L'observation des révoltes fiscales récentes et débats houleux autour des questions fiscales suggèrent que les Français sont fâchés avec leurs impôts. Ce n'est cependant pas aussi simple. Il y a une acceptation de payer des impôts dans une société démocratique. C'est ce que l'on appelle le civisme fiscal et les Français pensent très majoritairement que payer ses impôts est un acte citoyen.

Les gens sont donc d'accord avec le principe de l'impôt mais ne sont pas forcément satisfaits du système fiscal actuel. Un citoyen peut par exemple penser que le système fiscal est profondément injuste car il ne redistribue pas assez des plus aisés vers les plus modestes. Et inversement, certains contribuables vont penser qu'il est trop redistributif. Aujourd'hui les Français payent donc leurs impôts même s'ils sont mécontents du système actuel.

La résistance à l'impôt s'explique-t-elle par une méfiance à l'égard des institutions ?

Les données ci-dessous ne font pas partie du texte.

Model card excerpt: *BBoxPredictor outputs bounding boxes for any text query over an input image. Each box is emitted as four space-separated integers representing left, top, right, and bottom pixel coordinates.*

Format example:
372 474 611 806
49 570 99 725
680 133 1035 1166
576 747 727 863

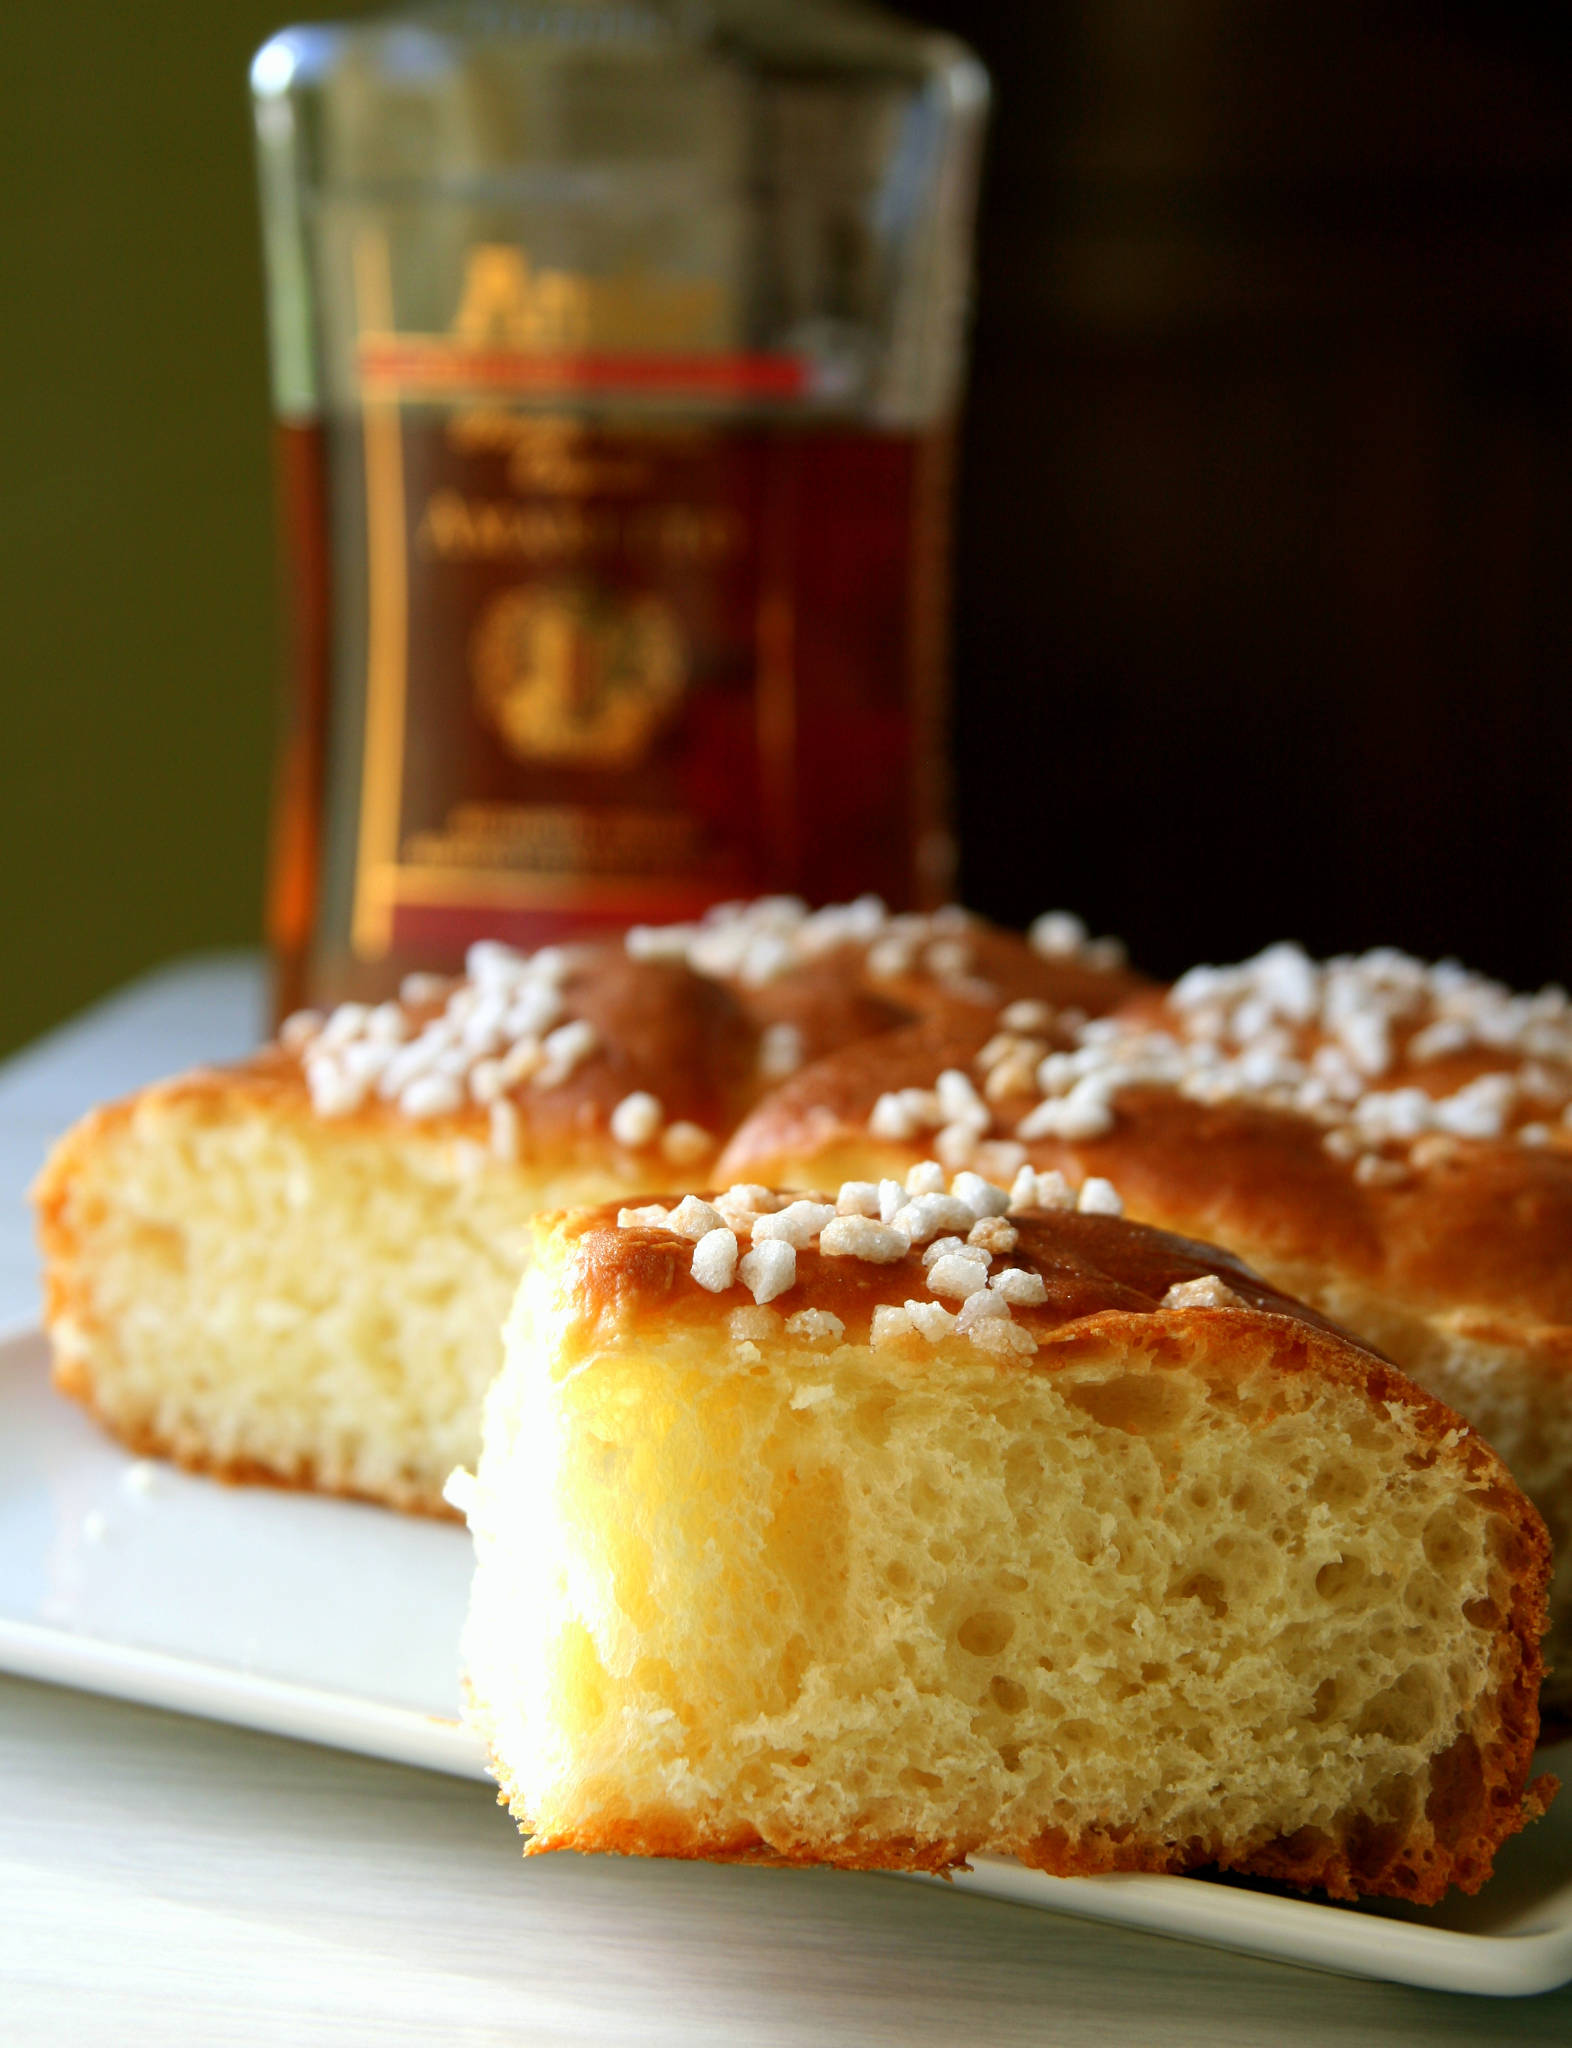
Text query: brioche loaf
451 1173 1554 1901
34 901 1136 1512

Dans la littérature académique, les déterminants du consentement à l'impôt reposent sur la perception de justice du système, la confiance dans les institutions qui dépensent l'argent public et le bon usage de la dépense publique. La connaissance du système et les caractères socio-démographiques (âge, revenu, géographie) sont également des déterminants. Si les gens ont plus de confiance dans les institutions qui dépensent l'argent public, le consentement sera plus élevé.

Comment faire pour améliorer le consentement à l'impôt ?

Il est difficile d'apporter à ce stade une réponse précise. D'après nos premiers résultats, il semble que l'Etat peut améliorer le consentement à l'impôt en expliquant les contrôles rigoureux qui sont appliqués sur les dépenses d'argent public. C'est une question importante pour les finances publiques et les décideurs. En cas de crise budgétaire, le ministre des Finances peut être amené à devoir demander à ses équipes quelles sont les options possibles pour que des hausses nécessaires soient acceptées. Pour l'instant, on n'a pas de réponse claire à ces questions.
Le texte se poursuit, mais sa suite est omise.